Resposta da planta: caudex em expansão, folhas novas regulares e floração indicam que o substrato está adequado. Crescimento travado, folhas amarelando e caudex estagnado ou enrugado sugerem problema na raiz — e o substrato é o primeiro suspeito.
Cheiro: substrato bom tem cheiro neutro ou levemente terroso. Se ao regar você sentir cheiro ácido ou de decomposição, houve degradação além do aceitável. Troque.

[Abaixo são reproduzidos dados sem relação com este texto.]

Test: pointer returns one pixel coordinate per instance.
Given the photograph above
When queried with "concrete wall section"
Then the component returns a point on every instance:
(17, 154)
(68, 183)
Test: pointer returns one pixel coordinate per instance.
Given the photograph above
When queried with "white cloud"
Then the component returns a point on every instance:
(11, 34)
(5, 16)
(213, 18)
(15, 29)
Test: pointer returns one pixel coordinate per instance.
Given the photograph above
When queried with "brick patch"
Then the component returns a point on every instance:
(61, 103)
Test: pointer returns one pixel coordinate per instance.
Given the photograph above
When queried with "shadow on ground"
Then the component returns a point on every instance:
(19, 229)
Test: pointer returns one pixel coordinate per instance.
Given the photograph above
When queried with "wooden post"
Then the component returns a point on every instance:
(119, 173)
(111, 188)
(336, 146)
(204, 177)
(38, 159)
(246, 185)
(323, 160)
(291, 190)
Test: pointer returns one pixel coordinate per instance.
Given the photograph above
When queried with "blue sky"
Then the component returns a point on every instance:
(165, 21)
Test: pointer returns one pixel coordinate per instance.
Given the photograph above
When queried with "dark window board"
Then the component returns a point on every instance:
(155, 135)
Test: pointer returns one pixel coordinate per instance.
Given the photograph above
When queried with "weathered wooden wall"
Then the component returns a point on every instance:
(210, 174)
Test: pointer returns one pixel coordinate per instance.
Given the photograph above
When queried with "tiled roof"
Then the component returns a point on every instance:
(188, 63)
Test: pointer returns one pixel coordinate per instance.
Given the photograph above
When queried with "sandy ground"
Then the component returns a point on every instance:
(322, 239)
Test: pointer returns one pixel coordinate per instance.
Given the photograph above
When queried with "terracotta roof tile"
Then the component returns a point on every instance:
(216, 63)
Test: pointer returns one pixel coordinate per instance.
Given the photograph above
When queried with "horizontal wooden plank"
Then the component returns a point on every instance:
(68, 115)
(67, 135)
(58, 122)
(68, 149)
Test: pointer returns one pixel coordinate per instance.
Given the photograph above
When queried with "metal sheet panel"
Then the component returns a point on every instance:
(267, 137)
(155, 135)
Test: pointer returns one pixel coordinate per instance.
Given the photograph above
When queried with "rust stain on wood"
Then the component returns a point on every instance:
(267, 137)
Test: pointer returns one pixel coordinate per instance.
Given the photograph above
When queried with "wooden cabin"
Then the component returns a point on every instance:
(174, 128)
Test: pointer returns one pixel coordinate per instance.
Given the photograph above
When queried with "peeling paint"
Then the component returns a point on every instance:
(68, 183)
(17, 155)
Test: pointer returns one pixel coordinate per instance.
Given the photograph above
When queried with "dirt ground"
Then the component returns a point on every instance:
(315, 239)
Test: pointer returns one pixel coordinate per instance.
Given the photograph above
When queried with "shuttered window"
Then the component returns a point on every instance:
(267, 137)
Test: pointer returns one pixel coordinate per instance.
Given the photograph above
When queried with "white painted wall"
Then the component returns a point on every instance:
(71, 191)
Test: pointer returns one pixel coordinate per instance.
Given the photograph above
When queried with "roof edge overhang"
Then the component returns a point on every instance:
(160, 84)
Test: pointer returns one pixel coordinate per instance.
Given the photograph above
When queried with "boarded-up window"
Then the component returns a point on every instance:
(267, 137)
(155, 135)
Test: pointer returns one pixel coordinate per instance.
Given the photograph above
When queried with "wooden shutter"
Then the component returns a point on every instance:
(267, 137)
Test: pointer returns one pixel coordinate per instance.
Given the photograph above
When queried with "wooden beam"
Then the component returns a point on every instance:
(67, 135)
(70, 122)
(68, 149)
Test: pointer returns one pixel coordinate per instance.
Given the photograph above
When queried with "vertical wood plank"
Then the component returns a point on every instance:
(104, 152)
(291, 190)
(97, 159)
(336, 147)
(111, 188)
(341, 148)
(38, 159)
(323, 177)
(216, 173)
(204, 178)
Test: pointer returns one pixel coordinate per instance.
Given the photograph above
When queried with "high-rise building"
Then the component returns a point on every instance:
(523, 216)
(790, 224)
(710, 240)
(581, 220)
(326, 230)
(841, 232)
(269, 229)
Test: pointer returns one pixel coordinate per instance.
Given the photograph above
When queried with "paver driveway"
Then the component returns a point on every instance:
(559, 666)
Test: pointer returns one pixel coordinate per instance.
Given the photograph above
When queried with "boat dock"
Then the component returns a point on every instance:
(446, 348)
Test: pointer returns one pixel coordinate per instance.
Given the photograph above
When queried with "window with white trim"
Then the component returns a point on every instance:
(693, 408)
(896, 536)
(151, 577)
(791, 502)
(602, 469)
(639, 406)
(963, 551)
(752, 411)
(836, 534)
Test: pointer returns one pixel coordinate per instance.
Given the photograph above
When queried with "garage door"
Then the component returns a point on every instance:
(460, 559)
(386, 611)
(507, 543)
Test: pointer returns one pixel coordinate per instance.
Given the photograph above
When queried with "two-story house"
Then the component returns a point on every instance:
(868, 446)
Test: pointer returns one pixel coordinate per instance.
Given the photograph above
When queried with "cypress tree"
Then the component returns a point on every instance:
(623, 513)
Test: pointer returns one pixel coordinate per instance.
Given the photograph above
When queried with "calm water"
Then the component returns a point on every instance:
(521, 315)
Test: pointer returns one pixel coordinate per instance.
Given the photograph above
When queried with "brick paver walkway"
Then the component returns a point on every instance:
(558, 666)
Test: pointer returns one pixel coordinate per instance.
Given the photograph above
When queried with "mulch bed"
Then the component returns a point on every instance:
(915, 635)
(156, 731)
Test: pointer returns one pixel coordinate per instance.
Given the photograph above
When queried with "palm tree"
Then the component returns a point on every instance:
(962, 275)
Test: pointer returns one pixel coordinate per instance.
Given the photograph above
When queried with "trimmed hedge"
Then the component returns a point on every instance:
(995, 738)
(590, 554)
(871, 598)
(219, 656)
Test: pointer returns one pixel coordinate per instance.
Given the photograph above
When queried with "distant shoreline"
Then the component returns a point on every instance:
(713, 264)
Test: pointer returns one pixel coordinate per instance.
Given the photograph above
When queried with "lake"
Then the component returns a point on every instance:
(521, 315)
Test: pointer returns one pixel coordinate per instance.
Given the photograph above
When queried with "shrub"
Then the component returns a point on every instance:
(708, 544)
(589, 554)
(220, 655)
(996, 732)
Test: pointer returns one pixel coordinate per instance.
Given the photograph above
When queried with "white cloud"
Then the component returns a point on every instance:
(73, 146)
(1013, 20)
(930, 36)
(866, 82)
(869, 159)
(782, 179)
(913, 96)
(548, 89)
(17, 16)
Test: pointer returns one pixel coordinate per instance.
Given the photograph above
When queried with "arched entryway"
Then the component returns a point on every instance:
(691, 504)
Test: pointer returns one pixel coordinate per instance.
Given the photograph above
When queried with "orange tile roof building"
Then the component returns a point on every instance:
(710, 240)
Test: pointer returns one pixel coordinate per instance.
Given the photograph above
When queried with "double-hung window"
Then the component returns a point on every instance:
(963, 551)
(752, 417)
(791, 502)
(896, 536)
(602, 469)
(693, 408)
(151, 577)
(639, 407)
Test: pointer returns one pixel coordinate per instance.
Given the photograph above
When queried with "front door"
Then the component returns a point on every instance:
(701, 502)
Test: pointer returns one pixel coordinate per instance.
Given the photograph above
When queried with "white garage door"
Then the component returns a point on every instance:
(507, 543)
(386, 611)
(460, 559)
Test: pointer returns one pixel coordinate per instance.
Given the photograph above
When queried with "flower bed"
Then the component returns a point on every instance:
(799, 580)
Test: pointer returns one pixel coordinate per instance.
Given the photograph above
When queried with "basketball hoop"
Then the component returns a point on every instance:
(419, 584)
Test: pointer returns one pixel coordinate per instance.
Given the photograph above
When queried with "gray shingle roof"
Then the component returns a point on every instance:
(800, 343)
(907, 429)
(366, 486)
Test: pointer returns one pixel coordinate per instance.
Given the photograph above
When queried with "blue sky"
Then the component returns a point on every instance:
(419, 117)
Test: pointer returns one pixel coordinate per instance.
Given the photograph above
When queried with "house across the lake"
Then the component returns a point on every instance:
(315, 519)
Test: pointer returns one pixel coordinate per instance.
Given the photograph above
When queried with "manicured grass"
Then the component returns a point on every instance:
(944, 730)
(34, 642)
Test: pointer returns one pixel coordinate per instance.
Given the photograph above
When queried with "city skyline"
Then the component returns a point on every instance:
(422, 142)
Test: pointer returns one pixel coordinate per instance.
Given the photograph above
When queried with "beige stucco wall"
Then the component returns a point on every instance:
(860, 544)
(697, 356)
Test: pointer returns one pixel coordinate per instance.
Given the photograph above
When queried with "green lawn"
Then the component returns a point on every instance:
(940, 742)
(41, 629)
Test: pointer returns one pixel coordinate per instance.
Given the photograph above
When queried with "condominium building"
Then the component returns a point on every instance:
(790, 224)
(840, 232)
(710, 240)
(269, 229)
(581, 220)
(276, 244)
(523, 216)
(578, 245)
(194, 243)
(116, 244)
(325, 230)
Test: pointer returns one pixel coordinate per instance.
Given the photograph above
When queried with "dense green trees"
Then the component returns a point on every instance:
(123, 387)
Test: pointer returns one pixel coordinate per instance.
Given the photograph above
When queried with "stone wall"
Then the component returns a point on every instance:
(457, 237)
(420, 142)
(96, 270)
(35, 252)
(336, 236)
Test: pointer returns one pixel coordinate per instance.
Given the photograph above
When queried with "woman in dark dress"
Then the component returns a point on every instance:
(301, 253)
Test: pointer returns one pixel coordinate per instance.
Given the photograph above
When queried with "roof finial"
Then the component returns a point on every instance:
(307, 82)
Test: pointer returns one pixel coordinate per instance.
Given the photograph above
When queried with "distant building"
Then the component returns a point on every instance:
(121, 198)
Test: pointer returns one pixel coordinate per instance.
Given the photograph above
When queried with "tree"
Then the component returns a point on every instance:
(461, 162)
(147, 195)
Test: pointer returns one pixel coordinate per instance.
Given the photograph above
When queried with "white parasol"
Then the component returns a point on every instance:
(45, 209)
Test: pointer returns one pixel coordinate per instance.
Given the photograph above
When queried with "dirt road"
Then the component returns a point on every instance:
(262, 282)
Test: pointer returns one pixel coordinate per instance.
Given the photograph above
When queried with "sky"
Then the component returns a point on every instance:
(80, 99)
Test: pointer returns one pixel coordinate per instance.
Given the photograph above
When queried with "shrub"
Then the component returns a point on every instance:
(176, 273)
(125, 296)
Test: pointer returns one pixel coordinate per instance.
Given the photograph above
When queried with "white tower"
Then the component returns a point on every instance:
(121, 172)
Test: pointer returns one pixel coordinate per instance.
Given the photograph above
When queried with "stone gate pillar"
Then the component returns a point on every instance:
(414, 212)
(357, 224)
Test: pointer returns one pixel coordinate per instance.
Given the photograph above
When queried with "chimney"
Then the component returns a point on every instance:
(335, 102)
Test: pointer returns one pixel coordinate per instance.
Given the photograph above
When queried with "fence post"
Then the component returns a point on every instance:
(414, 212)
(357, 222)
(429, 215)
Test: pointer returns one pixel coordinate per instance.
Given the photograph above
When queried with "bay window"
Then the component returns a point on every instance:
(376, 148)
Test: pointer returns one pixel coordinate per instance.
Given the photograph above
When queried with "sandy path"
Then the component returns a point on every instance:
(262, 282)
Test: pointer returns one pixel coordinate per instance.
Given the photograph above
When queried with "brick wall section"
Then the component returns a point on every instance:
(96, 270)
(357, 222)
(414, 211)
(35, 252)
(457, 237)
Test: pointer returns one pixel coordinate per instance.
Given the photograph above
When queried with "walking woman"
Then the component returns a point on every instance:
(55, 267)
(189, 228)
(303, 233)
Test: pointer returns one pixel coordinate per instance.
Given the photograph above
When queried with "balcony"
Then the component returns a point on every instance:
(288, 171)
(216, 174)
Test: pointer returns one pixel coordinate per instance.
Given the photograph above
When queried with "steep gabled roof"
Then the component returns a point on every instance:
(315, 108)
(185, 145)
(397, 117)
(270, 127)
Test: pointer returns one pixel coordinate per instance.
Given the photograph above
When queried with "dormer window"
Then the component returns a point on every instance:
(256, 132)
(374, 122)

Peso do vaso: com a prática, você sentirá a diferença. Vaso pesado após 2 dias da rega = substrato retendo demais. Vaso significativamente mais leve que no dia da rega = secagem adequada.
Perguntas frequentes
Posso usar areia pura?
Tecnicamente sim, mas areia pura não oferece nutrientes e retém muito pouca umidade — exigindo rega mais frequente. A mistura com orgânico e carvão equilibra nutrição e retenção sem comprometer a drenagem.
Terra preta serve?
Não como componente principal. Terra preta retém água em excesso e compacta. No máximo, use 10% a 15% da mistura total. A maior parte deve ser areia grossa e perlita.
Substrato muito orgânico atrapalha?
Sim. Acima de 30% de matéria orgânica, o substrato retém água demais para rosa do deserto. Quanto mais orgânico, mais parece um substrato de samambaia — e rosa do deserto não é samambaia.
Quando trocar a mistura?
A cada 12 a 18 meses. A parte orgânica se decompõe e o substrato perde capacidade de drenagem. No replantio, sempre use mistura fresca.